May 2 — Social security, Medicare, and withheld income tax
File Form 941 for the first quarter of 2017. Deposit or pay any undeposited tax under the accuracy of deposit rules. If your tax liability is less than $2,500, you can pay it in full with a timely filed return. If you deposited the tax for the quarter timely, properly, and in full, you have until May 10 to file the return.

May 2 — Federal unemployment tax.
Deposit the tax owed through March if more than $500.

May 2 — Form 720 taxes
File Form 720 for the first quarter of 2017.

May 2 — Wagering tax
File Form 730 and pay the tax on wagers accepted during March.

May 10 — Employees who work for tips
If you received $20 or more in tips during April, report them to your employer Details

May 10 — Social security, Medicare, and withheld income tax
File Form 941 for the first quarter of 2017. This due date applies only if you deposited the tax for the quarter timely, properly, and in full.
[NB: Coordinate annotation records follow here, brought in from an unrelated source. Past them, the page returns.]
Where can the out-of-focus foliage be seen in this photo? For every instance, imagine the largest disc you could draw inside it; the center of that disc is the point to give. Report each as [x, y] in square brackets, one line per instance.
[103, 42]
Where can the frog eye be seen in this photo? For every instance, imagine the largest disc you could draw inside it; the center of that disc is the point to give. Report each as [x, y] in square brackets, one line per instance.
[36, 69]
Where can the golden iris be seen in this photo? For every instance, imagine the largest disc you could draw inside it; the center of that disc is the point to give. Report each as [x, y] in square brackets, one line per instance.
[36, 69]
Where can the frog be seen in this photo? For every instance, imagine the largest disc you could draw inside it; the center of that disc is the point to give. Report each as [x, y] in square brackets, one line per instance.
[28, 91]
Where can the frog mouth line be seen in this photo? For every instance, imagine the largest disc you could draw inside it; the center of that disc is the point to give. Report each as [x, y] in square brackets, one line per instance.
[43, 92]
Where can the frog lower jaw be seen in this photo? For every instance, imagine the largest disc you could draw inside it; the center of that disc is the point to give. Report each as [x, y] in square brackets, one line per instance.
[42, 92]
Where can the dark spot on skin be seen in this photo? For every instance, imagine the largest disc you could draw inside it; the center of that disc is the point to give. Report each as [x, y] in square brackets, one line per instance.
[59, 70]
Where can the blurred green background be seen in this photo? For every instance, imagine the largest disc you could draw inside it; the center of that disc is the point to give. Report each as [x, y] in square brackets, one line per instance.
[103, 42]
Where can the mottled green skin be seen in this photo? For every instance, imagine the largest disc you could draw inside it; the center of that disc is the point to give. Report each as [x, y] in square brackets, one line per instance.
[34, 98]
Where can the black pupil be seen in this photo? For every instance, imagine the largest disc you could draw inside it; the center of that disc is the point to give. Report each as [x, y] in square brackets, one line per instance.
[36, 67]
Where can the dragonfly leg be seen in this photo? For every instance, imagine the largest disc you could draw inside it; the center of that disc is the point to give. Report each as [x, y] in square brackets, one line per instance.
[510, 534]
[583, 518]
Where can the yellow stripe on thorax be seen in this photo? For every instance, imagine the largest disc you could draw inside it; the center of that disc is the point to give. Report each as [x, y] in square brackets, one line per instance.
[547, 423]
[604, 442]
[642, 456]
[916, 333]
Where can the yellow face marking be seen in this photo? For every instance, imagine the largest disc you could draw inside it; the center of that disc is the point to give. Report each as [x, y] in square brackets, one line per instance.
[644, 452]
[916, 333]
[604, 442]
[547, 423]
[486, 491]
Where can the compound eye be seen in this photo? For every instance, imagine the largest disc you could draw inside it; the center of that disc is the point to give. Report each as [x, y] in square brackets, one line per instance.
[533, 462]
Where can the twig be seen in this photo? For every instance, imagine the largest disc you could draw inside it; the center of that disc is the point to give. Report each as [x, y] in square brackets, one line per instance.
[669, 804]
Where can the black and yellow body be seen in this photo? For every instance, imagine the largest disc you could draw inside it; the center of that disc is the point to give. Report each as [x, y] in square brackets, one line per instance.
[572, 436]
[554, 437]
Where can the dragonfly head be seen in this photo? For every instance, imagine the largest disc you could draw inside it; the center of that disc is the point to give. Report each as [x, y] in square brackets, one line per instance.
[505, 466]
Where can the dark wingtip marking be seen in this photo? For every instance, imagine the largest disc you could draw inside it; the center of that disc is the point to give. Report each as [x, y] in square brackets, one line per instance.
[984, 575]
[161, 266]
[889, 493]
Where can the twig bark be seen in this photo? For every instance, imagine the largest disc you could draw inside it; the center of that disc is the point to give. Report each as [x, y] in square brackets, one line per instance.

May 11 — Communications and air transportation taxes under the alternative method
Deposit the tax included in amounts billed or tickets sold during the first 15 days of April.

May 13 — Regular method taxes
Deposit the tax for the last 15 days of April.

May 16 — Social security, Medicare, and withheld income tax
If the monthly deposit rule applies, deposit the tax for payments in April.

May 16 — Nonpayroll withholding
If the monthly deposit rule applies, deposit the tax for payments in April.

May 25 — Communications and air transportation taxes under the alternative method
Deposit the tax included in amounts billed or tickets sold during the last 15 days of April.

May 27 — Regular method taxes
Deposit the tax for the first 15 days of May.

May 31 — Wagering tax
File Form 730 and pay the tax on wagers accepted during April.